Breakdown of Lindstedt Expansion for Chaotic Maps

TL;DR

This paper revisits Lindstedt series expansions for chaotic maps, clarifying their relation to Greene's method and analyzing the convergence properties and analyticity domains of standard and semi-standard maps without small divisors.

Contribution

It provides an analytical and numerical study of the radius of convergence and analyticity domains for simplified map models, clarifying their relation to the true maps and previous methods.

Findings

The Lindstedt expansion corresponds to the transition value for the semi-standard map.

The radius of convergence is lower for the standard map analogue than for the semi-standard map.

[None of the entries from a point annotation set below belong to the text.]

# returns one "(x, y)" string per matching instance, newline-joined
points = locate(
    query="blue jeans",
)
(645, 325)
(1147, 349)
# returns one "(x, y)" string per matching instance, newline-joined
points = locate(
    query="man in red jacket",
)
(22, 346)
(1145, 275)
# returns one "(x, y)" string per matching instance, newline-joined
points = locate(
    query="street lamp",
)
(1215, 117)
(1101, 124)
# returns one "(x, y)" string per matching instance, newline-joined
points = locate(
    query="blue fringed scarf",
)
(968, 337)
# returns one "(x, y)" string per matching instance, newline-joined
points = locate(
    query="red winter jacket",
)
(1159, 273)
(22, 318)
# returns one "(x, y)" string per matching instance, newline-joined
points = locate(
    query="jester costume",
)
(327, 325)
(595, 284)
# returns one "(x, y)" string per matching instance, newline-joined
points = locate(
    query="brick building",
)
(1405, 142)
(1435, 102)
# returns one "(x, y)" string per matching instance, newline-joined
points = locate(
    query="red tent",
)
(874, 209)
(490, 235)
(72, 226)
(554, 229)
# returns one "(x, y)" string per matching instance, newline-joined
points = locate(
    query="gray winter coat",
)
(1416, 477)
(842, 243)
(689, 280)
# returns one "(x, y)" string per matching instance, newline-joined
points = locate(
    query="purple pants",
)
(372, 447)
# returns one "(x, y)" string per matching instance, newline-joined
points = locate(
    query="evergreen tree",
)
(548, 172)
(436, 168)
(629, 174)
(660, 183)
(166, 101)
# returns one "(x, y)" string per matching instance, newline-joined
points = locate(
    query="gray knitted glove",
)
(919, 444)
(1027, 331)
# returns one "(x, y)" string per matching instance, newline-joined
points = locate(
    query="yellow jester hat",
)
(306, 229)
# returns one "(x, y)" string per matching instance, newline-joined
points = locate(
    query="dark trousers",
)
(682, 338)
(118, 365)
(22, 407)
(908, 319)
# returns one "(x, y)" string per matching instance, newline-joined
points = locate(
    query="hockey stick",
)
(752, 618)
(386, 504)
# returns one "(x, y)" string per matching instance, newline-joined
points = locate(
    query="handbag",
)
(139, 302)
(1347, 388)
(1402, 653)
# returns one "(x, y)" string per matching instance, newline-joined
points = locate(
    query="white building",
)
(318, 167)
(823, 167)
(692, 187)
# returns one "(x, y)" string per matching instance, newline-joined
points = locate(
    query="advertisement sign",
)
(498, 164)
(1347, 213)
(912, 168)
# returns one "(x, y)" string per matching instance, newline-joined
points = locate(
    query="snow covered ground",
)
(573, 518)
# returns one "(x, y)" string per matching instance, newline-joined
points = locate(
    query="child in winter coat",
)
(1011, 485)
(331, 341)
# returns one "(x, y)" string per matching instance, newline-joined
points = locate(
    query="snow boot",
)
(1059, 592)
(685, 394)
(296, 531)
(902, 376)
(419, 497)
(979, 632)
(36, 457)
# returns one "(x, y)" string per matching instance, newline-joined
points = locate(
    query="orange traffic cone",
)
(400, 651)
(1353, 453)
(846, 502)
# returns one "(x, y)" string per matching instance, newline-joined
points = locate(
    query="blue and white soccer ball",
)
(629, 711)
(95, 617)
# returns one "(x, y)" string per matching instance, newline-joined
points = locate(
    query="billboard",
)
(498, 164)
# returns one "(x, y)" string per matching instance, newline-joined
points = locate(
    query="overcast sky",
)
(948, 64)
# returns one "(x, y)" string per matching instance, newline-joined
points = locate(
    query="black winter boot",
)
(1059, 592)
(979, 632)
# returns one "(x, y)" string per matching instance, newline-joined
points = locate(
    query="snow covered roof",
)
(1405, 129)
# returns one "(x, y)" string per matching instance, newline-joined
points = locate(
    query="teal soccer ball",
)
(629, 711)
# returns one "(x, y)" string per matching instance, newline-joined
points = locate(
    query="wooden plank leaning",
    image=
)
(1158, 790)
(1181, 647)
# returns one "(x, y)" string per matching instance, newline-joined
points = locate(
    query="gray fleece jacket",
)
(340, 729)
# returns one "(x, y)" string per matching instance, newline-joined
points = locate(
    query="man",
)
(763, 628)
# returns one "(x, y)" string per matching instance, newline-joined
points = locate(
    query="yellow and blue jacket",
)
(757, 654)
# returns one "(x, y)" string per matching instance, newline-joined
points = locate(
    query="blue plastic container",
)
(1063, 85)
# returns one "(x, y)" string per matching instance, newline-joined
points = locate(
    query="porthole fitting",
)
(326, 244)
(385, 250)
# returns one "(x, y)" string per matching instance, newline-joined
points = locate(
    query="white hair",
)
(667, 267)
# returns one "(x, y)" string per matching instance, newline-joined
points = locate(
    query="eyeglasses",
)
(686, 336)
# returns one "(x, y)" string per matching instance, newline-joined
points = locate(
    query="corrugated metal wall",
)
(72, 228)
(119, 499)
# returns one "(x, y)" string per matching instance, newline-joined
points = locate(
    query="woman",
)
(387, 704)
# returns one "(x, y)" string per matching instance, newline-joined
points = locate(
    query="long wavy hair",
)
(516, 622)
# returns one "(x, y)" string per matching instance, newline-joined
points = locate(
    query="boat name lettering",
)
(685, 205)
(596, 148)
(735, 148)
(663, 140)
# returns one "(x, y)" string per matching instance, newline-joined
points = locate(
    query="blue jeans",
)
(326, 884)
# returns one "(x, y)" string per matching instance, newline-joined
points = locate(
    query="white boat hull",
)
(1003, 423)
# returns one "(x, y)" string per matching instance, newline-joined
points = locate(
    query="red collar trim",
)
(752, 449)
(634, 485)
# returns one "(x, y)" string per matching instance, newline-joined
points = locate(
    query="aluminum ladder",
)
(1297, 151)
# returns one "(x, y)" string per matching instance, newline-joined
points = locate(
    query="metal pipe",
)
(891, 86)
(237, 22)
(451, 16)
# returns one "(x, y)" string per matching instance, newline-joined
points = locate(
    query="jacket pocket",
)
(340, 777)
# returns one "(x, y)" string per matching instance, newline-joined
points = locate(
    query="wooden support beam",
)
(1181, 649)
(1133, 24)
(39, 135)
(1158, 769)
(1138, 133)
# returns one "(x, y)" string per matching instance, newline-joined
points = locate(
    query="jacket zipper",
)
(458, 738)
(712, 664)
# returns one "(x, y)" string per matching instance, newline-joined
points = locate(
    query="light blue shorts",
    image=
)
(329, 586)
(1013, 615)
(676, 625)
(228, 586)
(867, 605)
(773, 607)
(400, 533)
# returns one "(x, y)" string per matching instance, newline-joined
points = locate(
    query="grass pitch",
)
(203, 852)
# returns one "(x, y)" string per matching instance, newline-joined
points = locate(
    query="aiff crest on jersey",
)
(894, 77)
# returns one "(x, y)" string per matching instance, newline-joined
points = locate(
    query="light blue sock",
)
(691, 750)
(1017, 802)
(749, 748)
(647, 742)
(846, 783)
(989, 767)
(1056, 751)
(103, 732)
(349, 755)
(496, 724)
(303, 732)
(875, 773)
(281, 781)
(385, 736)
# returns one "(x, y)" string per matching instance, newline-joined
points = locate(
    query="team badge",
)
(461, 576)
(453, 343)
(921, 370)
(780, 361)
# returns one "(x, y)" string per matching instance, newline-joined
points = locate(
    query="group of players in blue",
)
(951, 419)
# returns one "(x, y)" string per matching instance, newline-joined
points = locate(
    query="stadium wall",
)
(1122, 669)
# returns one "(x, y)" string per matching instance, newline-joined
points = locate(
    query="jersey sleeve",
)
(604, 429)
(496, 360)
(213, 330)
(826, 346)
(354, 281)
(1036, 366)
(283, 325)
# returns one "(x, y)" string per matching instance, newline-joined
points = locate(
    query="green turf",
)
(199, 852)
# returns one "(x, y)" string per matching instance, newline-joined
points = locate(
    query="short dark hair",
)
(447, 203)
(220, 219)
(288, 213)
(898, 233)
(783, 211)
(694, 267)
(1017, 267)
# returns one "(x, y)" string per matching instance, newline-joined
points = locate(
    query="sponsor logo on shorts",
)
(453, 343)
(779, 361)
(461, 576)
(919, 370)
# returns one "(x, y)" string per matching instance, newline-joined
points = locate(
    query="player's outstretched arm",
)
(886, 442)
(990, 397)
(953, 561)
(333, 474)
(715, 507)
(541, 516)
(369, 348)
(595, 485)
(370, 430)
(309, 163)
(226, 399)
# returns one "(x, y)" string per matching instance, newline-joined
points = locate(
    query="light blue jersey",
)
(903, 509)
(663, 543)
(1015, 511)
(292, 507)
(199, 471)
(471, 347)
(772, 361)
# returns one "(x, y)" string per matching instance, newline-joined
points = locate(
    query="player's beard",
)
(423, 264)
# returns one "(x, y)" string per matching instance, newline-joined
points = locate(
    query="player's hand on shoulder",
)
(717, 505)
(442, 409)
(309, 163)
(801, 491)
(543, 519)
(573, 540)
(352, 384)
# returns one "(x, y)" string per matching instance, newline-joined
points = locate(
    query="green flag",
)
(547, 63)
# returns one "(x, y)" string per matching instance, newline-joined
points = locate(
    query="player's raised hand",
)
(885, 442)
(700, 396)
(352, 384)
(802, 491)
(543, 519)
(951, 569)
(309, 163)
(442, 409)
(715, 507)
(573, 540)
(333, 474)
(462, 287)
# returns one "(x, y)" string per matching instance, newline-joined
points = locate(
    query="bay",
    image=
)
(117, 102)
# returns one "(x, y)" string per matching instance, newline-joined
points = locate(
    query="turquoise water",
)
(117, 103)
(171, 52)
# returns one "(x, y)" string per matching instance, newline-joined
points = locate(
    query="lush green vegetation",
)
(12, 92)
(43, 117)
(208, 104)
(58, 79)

The analyticity domain is a perfect circle for the semi-standard map analogue.

Abstract

In a previous paper of one of us [Europhys. Lett. 59 (2002), 330--336] the validity of Greene's method for determining the critical constant of the standard map (SM) was questioned on the basis of some numerical findings. Here we come back to that analysis and we provide an interpretation of the numerical results by showing that no contradiction is found with respect to Greene's method. We show that the previous results based on the expansion in Lindstedt series do correspond to the transition value but for a different map: the semi-standard map (SSM). Moreover, we study the expansion obtained from the SM and SSM by suppressing the small divisors. The first case turns out to be related to Kepler's equation after a proper transformation of variables. In both cases we give an analytical solution for the radius of convergence, that represents the singularity in the complex plane closest to the origin. Also here, the radius of convergence of the SM's analogue turns out to be lower than the one of the SSM. However, despite the absence of small denominators these two radii are lower than the ones of the true maps for golden mean winding numbers. Finally, the analyticity domain and, in particular, the critical constant for the two maps without small divisors are studied analytically and numerically. The analyticity domain appears to be an perfect circle for the SSM analogue, while it is stretched along the real axis for the SM analogue yielding a critical constant that is larger than its radius of convergence.